What Can Trump Achieve With Russia–Ukraine?

The conventional wisdom is that President Donald Trump is far more critical of Ukraine’s government than he is of Russia’s while trying to end the war between the two countries. It’s not an entirely unfair criticism.

Trump’s social media posts threatening stepped-up sanctions against Russia or telling the Russian President Vladimir Putin to “STOP” his attacks on Ukraine understandably received less attention than his memorable Oval Office showdown with Ukraine’s President Volodymyr Zelensky. Trump has often failed to describe Russia as the aggressor, other complexities in Moscow–Kiev relations since the end of the Cold War notwithstanding, and could stand to be seen pressuring Putin. 

But on closer inspection, Trump has often talked tougher with the government he currently sees as the primary obstacle to a peace deal ending the war in Ukraine. “I can tell you what the president said last night and that is he is frustrated with leaders on both sides of this war,” White House press secretary Karoline Leavitt told reporters earlier this month. “He wants this war to end. There are men that are dying on both sides and it’s been going on for far too long.”

Some might treat this as moral equivalence or another iteration of “very fine people on both sides.” But there are valid reasons other than those offered in the standard Trump-Russia fearmongering to tread lightly. An important part of these negotiations is about trying to get Russia to quit while it’s ahead. 

Putin isn’t easily movable by moral suasion. One of his key advantages in this war has been that he is by all appearances the least concerned about the death toll, Ukrainian or Russian, of all interested parties. Russia has a history of tolerating high casualties among its troops, which Ukraine cannot (and should not) match.

Yet it is Putin, as the most dedicated Ukraine hawks often remind us, who must be prevailed upon to stop the killing.

Russia also knows that Trump doesn’t want to fund Ukraine indefinitely, as the former President Joe Biden seemed willing to do (and even he may have had his limits). Trump also doesn’t want to expose the United States to the risk of a wider war. All this is why peace is possible and Russia is more or less at the table. But it also creates the possibility of Putin waiting Washington out. (The Trump administration has also made clear that talks can’t go on forever.)

The basic framework of the peace deal Trump is attempting to secure is simply a recognition of reality. Ukraine cannot for the foreseeable future win back much of the territory it lost in the war—and especially before the current war—or join NATO. Russia cannot realistically take much more Ukrainian territory than it already has, but it can inflict much more death and destruction trying. 

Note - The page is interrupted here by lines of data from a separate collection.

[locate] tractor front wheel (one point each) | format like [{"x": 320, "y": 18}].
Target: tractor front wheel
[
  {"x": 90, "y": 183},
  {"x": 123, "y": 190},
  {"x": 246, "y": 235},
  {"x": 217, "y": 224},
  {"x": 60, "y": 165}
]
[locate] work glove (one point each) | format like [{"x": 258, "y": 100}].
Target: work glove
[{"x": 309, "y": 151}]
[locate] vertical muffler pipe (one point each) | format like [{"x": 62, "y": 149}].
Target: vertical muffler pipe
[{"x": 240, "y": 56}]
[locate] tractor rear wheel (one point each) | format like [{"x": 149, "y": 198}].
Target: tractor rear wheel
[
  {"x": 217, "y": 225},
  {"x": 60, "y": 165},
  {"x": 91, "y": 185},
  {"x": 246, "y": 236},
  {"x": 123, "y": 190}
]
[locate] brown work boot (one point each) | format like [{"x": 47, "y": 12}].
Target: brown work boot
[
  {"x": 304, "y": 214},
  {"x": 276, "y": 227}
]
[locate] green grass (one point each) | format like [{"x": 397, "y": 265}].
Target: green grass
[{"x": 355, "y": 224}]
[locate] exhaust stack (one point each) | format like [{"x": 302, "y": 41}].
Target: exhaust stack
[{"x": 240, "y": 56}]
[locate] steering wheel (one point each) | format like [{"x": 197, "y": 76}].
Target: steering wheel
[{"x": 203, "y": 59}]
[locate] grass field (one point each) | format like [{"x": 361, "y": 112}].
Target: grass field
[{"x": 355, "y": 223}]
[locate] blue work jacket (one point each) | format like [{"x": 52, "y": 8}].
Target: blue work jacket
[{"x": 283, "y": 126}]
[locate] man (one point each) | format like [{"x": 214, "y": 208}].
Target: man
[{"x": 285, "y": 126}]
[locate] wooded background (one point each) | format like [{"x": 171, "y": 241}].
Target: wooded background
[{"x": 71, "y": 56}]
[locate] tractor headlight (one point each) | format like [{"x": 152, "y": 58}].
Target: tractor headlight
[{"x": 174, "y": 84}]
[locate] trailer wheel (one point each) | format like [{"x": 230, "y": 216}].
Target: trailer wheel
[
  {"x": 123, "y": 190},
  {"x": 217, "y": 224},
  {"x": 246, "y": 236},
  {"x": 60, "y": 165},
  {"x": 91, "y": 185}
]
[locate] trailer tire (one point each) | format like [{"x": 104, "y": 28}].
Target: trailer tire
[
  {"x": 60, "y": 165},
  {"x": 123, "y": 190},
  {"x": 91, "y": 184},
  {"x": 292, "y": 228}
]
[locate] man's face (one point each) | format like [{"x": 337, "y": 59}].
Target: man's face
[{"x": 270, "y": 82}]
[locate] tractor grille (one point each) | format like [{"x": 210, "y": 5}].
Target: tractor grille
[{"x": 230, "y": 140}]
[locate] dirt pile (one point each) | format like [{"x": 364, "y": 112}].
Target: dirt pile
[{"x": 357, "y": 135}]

This may not be a morally and emotionally satisfying outcome, though it need not be a permanent one. It may, depending on the precise terms of any agreement, be the most efficacious way to save Ukrainian lives right now, even if better diplomacy in 2021 would have been preferable.

Trump spoke of trying to get back as much Ukrainian territory as possible just before the White House meeting with Zelensky went awry. Security guarantees for Ukraine, even if short of NATO membership, will be a critical detail of any deal. The Ukrainians rightly want to ensure that Russia won’t simply invade again in a few months or years.

But the idea that any of this can happen with zero elements that are attractive to Russia (we have tragically established that sparing Russian troops’ lives will not be enough) is implausible or that the usual Trumpian war of words, but directed at Putin rather than Zelensky, will be helpful seems impossible. (The limits of Trump’s verbal abuse, especially as a negotiating tool, is something his political opponents would recognize in almost any other context.)

Sadly, many Americans find it difficult to separate their views of the war in Ukraine from how they feel about Trump. But if there is no viable path to Ukraine winning the war, the mayhem can only be ended through an agreement between both sides. 

If that cannot happen in the not too distant future, “frustrating” would be an understatement.